The second sip of juice didn't come spewing out, but it definitely went down the wrong pipe.

"Uh, no." I choked, trying to clear my throat. "No I haven't. Not really. No. Why?" My voice was raspy as I coughed again. Hadn't really been prepared for that. Didn't handle it very well either. Probably shouldn't be trying to drink juice when talking to people. That was just asking for trouble. Or just stop talking to people all together, drink all the juice I wanted. Yes. That seemed like a much better plan.

"You okay?" She asked after I started to turn slightly purple. She seemed more worried about my ability to breathe than why I was choking in the first place. Really, I didn't need to agonize about it. The reality of what had actually happened was so insane, there was no reason for it to occur to her at all. So I had that going for me, sort of. Honesty was probably the best policy. I didn't know if I was up for hiding that sort of thing long term, but, I was guessing right now she didn't really want to know that the last place I'd seen him was half-naked in my bedroom.

"Fine." I croaked, nodding as I stifled another cough.

"Alright, I was just working on something, going to need his help with it." She shrugged.

"Oh yeah?" Hope it wasn't something like a romantic dinner, because that probably wasn't going to go over too well. Unless he was a two-timing piece of crap. Oh, hello paranoia, I've missed you terribly.

"Yeah, I…" she was suddenly fighting back a grin. That had to be a good sign. "I think I may have figured out how to save Gallifrey."

"Wow." That was…well, that was incredible. And not that surprising since it was Ailla. "That's amazing!" My enthusiasm may have been slightly bolstered by the fact that it also changed the subject from the Professor's whereabouts.

"It is a bit of a stretch," she admitted. "But I think I've figured a way to use the Matrix computers so they can release the Unwritten."

"Oh," my smile slipped a little. "That's…nice." She still seemed genuinely excited. Which was confusing because it sounded like a terrible idea. And one that wouldn't work if the TARDIS was to be believed.

"I know, I know. But I think I've got a workaround. And then we can use the same computers to break through the time lock surrounding Gallifrey. It'll take some tweaking and…well," she laughed, picking at her fingernail. "It's all a bit of a long shot."

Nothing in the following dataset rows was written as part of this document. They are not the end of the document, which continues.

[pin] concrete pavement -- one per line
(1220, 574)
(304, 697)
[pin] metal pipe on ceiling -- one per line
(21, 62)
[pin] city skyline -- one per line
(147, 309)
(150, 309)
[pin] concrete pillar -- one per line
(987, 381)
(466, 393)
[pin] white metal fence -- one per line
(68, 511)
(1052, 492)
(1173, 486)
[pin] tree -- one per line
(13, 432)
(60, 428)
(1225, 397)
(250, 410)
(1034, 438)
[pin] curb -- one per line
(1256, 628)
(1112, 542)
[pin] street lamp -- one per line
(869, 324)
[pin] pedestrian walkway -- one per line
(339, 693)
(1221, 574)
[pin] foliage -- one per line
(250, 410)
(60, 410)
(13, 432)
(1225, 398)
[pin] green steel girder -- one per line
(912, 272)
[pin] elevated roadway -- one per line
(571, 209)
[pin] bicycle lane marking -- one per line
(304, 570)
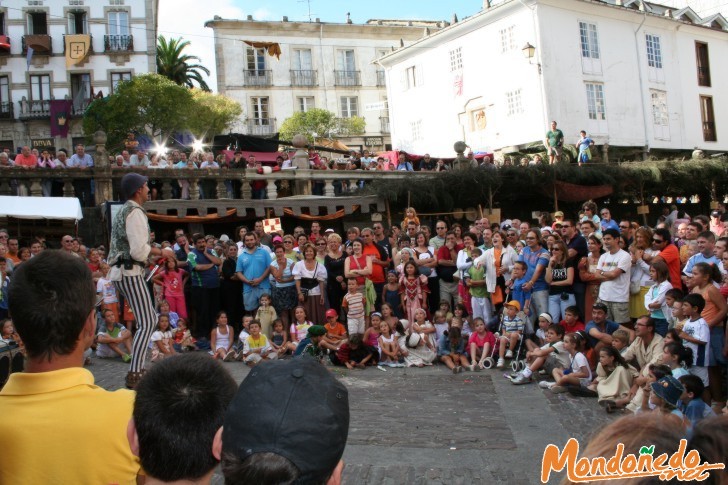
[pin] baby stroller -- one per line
(518, 362)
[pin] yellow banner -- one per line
(77, 48)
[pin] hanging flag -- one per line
(28, 57)
(60, 116)
(458, 84)
(77, 48)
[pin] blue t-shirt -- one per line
(519, 294)
(253, 266)
(533, 260)
(610, 328)
(444, 347)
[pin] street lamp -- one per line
(529, 52)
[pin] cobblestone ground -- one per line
(428, 426)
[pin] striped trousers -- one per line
(135, 291)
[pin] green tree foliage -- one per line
(153, 105)
(179, 67)
(213, 113)
(322, 122)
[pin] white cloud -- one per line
(181, 18)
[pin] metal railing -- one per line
(34, 109)
(118, 43)
(384, 122)
(347, 78)
(258, 78)
(303, 78)
(42, 42)
(709, 133)
(6, 111)
(260, 126)
(90, 45)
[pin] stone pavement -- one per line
(428, 426)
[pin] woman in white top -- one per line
(640, 280)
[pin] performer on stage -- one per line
(128, 253)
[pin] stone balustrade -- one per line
(29, 182)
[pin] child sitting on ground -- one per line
(183, 340)
(113, 338)
(265, 314)
(571, 322)
(481, 343)
(440, 323)
(279, 338)
(256, 347)
(451, 350)
(539, 338)
(678, 358)
(353, 353)
(162, 340)
(691, 404)
(578, 374)
(518, 293)
(551, 356)
(371, 336)
(671, 296)
(335, 332)
(388, 346)
(513, 326)
(244, 334)
(664, 395)
(696, 336)
(354, 303)
(620, 340)
(221, 339)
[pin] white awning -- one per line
(65, 208)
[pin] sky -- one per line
(185, 18)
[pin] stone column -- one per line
(302, 184)
(102, 170)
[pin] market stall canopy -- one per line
(63, 208)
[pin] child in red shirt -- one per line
(335, 332)
(571, 321)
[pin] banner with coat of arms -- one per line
(78, 47)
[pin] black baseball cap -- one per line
(294, 408)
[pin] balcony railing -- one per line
(260, 126)
(90, 45)
(704, 76)
(41, 44)
(4, 45)
(107, 180)
(384, 121)
(347, 78)
(6, 111)
(303, 78)
(118, 43)
(35, 109)
(258, 78)
(80, 105)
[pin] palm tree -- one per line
(172, 64)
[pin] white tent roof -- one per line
(66, 208)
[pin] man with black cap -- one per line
(130, 247)
(288, 423)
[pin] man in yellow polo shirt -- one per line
(60, 427)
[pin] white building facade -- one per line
(322, 65)
(631, 75)
(123, 43)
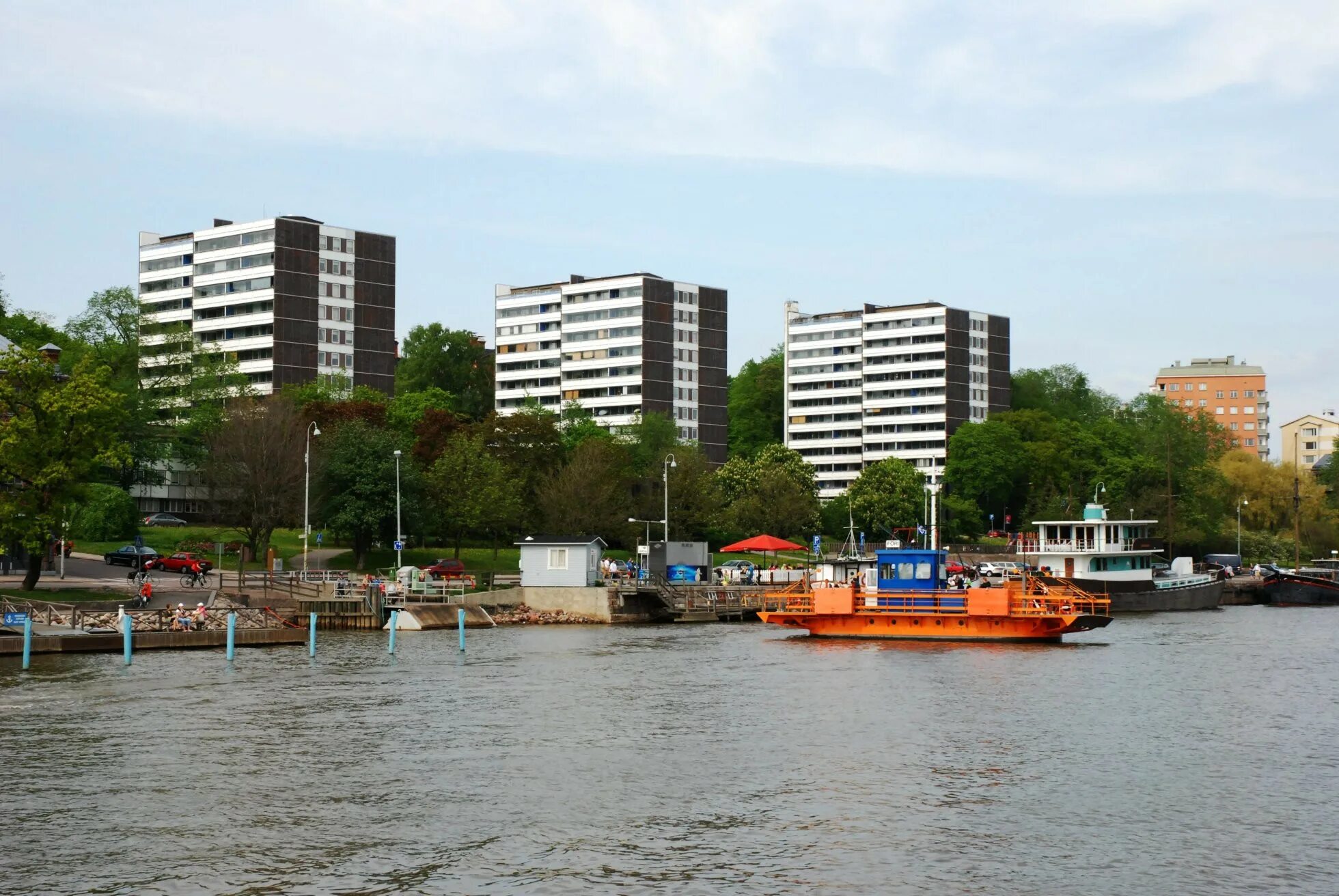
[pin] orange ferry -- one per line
(903, 593)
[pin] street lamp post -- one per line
(1240, 504)
(400, 536)
(307, 492)
(648, 528)
(670, 462)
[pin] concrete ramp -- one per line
(426, 617)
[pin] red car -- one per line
(445, 568)
(181, 561)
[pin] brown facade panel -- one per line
(711, 300)
(710, 339)
(292, 283)
(657, 292)
(298, 355)
(374, 271)
(374, 294)
(383, 382)
(296, 307)
(374, 247)
(711, 414)
(374, 316)
(296, 235)
(374, 341)
(710, 394)
(657, 405)
(295, 260)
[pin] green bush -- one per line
(106, 515)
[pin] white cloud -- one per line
(1144, 94)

"Well," I scoffed, trying to keep my face impassive. "Everything we do around here is usually a miracle. That's probably why we've gotten so good at it. I'm sure the-" who? The Doctor? Did he really seem like he'd be interested in this little scheme? The one that sounded like she was going to enslave an army of very hard to kill psychopaths and unleash them to start up a war. Again. Yeah. I guess he would be interested in that. But probably more in a 'shutting it the hell down' capacity. I was feeling similarly. "I'm sure you'll get it all figured out." Really, I had no idea if what she was proposing was even remotely feasible, god I hoped not. But someone smarter than me could shatter that little illusion for her. Someone like the Doctor, who I was immediately going to find, and warn about this. Because it had all kinds of 'holy crap, Ailla may have lost her marbles' written all over it. It's usually not good when the resident crazy starts to question your sanity.

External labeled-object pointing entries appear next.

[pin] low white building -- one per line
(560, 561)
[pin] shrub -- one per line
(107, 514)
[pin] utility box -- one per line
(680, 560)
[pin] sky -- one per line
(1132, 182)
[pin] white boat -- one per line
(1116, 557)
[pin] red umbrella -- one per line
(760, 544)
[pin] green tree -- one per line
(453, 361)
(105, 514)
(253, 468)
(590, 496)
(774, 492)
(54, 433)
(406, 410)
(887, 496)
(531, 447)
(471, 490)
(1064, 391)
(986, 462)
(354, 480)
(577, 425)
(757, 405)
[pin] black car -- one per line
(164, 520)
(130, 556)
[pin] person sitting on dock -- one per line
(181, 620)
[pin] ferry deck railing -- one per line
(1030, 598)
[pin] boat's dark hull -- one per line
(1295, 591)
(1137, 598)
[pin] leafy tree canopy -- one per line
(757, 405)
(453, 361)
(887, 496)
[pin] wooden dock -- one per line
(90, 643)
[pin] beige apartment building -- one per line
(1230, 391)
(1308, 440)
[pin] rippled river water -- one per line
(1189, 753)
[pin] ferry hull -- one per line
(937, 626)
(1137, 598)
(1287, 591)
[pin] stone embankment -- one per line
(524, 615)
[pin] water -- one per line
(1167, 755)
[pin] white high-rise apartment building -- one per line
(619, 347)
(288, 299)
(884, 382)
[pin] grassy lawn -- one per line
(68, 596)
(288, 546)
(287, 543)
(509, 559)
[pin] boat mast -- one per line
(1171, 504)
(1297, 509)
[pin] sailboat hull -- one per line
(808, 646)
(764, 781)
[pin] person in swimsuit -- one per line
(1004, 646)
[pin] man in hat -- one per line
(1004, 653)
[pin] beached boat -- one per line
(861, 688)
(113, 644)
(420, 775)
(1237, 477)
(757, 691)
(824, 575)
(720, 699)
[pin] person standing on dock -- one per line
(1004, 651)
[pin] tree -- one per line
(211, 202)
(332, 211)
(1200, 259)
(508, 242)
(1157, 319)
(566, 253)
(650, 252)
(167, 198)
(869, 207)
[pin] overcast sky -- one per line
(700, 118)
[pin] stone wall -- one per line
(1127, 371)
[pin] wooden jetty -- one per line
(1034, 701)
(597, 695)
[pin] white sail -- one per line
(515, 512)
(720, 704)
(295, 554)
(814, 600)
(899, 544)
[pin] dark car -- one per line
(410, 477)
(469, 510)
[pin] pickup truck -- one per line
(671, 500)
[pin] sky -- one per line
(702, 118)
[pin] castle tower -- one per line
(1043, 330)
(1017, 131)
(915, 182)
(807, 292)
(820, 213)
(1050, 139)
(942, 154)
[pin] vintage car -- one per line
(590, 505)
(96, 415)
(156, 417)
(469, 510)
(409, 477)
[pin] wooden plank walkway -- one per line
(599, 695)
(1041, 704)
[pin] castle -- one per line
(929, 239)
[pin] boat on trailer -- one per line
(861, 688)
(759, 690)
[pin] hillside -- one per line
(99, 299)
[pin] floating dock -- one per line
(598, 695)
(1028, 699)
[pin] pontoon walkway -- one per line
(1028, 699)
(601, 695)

"I hope so," she walked with me as I started for the door. "I was also wondering, do you think I could ask you a favor? There's this important bit that I think you'd just be perfect for." She smiled.

"Oh sure," my voice squeaked. "Anything to help." Like hell I was going to help her go totally batshit. Though it was surprising she was asking me at all, apparently she didn't remember how generally useless I tended to be when I helped on any kind of project. Hey, maybe I should help. That'd be a surefire way to screw it up.

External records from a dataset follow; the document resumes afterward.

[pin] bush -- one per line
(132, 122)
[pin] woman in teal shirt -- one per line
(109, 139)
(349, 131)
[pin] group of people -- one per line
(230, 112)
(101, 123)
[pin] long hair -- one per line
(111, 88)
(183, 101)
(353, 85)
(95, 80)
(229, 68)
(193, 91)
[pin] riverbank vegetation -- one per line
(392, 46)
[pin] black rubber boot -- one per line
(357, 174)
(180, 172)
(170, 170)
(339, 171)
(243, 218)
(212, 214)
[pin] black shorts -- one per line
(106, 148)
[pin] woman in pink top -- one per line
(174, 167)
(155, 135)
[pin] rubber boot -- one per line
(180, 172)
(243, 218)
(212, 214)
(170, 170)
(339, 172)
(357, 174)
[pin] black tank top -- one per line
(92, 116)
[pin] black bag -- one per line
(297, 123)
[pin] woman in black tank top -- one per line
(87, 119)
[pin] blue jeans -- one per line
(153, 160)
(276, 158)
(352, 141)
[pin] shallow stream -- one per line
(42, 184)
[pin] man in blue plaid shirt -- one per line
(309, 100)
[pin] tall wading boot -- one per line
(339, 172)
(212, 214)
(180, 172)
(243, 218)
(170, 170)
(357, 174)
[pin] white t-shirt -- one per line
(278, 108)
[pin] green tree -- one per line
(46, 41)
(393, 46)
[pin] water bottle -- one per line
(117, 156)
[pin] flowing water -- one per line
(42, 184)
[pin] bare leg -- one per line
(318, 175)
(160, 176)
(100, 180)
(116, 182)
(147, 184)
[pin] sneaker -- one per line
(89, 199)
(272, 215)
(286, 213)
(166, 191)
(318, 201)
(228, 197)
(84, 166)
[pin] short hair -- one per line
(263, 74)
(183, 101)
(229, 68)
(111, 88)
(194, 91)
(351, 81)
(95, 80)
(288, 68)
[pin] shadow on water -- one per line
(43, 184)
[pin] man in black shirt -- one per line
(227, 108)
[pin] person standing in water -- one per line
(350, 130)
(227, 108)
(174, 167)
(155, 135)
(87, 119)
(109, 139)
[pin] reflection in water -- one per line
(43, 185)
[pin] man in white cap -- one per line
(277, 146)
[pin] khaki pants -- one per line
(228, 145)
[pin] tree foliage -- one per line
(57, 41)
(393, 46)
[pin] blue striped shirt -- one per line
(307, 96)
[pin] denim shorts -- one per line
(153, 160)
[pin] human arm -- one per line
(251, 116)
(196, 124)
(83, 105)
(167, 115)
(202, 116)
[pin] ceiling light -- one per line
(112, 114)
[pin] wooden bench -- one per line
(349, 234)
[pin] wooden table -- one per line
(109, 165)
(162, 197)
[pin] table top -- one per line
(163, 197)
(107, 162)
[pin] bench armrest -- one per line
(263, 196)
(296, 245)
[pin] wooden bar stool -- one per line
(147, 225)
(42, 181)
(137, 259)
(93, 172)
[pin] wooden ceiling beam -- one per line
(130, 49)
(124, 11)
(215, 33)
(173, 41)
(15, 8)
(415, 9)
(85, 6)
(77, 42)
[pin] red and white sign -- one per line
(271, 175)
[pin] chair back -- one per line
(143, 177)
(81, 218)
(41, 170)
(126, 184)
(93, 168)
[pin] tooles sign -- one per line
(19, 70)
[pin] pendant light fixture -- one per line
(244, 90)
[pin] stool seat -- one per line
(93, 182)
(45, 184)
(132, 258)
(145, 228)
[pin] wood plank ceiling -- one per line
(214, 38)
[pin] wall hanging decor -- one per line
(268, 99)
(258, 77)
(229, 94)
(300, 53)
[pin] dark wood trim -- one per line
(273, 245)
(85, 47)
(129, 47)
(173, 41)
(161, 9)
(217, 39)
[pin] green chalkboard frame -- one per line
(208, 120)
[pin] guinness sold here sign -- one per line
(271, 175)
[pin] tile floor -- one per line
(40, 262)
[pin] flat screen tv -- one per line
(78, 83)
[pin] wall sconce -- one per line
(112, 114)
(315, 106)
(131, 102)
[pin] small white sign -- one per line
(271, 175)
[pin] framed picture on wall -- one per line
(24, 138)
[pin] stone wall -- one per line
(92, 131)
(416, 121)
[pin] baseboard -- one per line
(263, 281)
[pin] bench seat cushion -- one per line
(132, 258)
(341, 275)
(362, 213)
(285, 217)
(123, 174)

"I knew I could count on you." She leaned forward and hugged me, and then her hand came up to press against my forehead, which was just as awkward as it sounded.

"Um. Ailla? What are-" my eyes grew heavy and suddenly holding the glass of juice was too tiring an exercise. I felt it slip from my hand, shattering on the ground. The last thing I remembered was Ailla holding me with both arms, slowing my descent to the floor. And then everything went black. I spent way too much time unconscious.

Also. This was probably a bad sign. A really bad sign.